監督 | Shane Meadows |
---|---|
出演 | Thomas Turgoose, Piotr Jagiello, Ireneusz Czopほか |
ロケ地 | Golden Tulip Café, Somers Town, London |
アクセス | London・Euston駅とSt. Pancras駅の中間。Phoenix Road沿い 50 Phoenix Rd, London NW1 1ES |
Tel | 020 7383 4551 |
Web | www.stokesaycourt.com |
- シェーン・メドウズ監督といえば80年代のスキンヘッド・カルチャーを描いた自伝的青春映画「ディス・イズ・イングランド」ですよね。ケン・ローチ監督やマイク・リー監督に続き、リアルな英国社会を描き出す作家として注目されています。

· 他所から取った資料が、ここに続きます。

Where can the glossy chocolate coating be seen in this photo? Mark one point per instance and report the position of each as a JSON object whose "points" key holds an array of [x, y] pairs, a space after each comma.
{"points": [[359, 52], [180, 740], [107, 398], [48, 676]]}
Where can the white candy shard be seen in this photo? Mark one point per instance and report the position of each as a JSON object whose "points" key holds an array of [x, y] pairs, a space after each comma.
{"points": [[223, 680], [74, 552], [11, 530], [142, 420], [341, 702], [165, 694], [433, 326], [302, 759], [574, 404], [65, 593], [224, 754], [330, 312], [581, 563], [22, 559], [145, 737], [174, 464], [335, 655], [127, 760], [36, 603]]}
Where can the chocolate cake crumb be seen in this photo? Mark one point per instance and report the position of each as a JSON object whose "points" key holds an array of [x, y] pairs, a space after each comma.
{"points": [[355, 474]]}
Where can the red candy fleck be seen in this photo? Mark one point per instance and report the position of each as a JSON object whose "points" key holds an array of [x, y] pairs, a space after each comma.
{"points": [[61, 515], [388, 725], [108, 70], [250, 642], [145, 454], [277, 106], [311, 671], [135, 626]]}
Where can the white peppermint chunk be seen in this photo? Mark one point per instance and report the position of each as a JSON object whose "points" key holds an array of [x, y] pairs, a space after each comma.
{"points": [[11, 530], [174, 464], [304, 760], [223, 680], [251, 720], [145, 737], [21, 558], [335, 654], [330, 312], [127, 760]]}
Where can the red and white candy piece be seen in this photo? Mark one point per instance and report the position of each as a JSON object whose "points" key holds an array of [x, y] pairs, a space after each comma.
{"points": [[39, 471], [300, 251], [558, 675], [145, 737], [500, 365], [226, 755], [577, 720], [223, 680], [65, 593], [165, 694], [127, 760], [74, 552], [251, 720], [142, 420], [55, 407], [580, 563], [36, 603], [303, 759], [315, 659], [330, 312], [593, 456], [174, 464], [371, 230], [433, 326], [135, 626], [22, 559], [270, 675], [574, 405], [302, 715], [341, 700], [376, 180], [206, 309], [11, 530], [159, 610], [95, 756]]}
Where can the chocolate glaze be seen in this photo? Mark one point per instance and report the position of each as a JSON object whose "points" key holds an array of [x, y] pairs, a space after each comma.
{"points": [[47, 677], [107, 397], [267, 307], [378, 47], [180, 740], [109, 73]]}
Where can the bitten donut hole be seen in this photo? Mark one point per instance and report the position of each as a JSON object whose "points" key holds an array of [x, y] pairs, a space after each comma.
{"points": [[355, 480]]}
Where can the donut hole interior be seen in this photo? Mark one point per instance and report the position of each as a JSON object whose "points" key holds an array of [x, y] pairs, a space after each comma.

- その監督が初めてロンドンを舞台に撮った映画がこれなんだな。「ディス・イズ〜」で主役の少年を演じたトーマス・ターグース君が本作にも出ているが、相変わらずいい味出してるね。
- 「ディス・イズ〜」からたった2年しか経っていないのに、ずいぶん成長したように見えますね。正直、僕の30代の英国人の友人に表情や口調がよく似てるんですわ。
- 彼は、人懐っこい少年のあどけなさとともに、どこか哀愁漂う成熟した雰囲気を持っていますよね。コメディー俳優としてのセンスが備わっているように見えます。
- ところで、この映画のタイトルにもなっている「サマーズ・タウン」だが……。
- はい、これはユーストン駅とセント・パンクラス駅の間にあるエリアの名称ですね。詳しく言うとEversholt StreetとPancras Roadに挟まれた、Chalton Street 周辺のエリアです。17世紀の大法官で後に男爵となったジョン・サマーズが当時、この区画を手中に収めていたことが名前の由来です。フランス革命時には亡命者たちの避難所になるなど、歴史的にも興味深いエリアなのですが、実はロンドンの人にもその名をあまり知られていないらしいんですよ。本作はエンディングのパリのシーンを除き、すべてこの、1km2ほどのエリア内で、たったの10日間で撮影されたそうです。
- 主役はターグース君扮する英国人の家出少年トモとポーランド人の少年マレックですが、マレックがこの町にやってきたのは、セント・パンクラス駅のユーロスター開通工事に伴い、父親が職を得たためです。いかにも今のロンドンといった設定ですね。
- 2人が出会うカフェは実在するのかな?
- もちろんです。「Golden Tulip Café」という、昔から値段が変わっていないような、ローカルなお店です。
- ちなみに、憧れのフランス人の店員マリアが急に姿を消してしまってガッカリしたトモとマレックが、木馬に股がりながらブツクサ言うシーンがありますよね。あれは、このカフェの近くにある「Polygon Road Open Space」という小さな公園で撮られていますね。
- そういえば、トモとマレックがお店に行くと、 マリアがフランス人のおじいさんの話相手になっている場面があったでしょう。「何話してるのかなあ」とトモが言えば、マレックが「さあ、フランスのことじゃない?」なんて言って、2人でうっとり彼女を眺めているシーンです。
- おお、覚えてるぞ。
- 実はあのおじいさん、自分の胃腸の具合や便通の話をしているらしいですよ。フランス語が分かる人は、きっと笑えるんでしょうねえ。
- 前日のトモの腹痛からの流れというか、オチだな。うーん、芸が細かいね。個人的にはグラハム役のペリー・ベンソンがツボだがな。彼、最高じゃないか?
- 彼も「ディス・イズ〜」組ですね。しかもペリーさん、偶然にも一家がサマーズ・タウン出身なんだそうです。
- どうりで馴染んでるわけだ(笑)。
セント・パンクラス周辺の開発地区、ポーランド人の労働者、孤独な少年……と、さりげなく現代のロンドンを浮き彫りにしながら、2人の少年が不器用にも心を通わせ、1人の女性に恋心を抱く様子をコミカルに描いた一本だ。手探りで今を生きる少年たちの姿を、ノスタルジックなモノクロ映像で淡々と描き出しているのもいい。背景や状況は違えど、誰もがふと自身の青春時代や淡い初恋を思い出さずにいられない、そんな、静かな情感にあふれた名作だと思うぞ。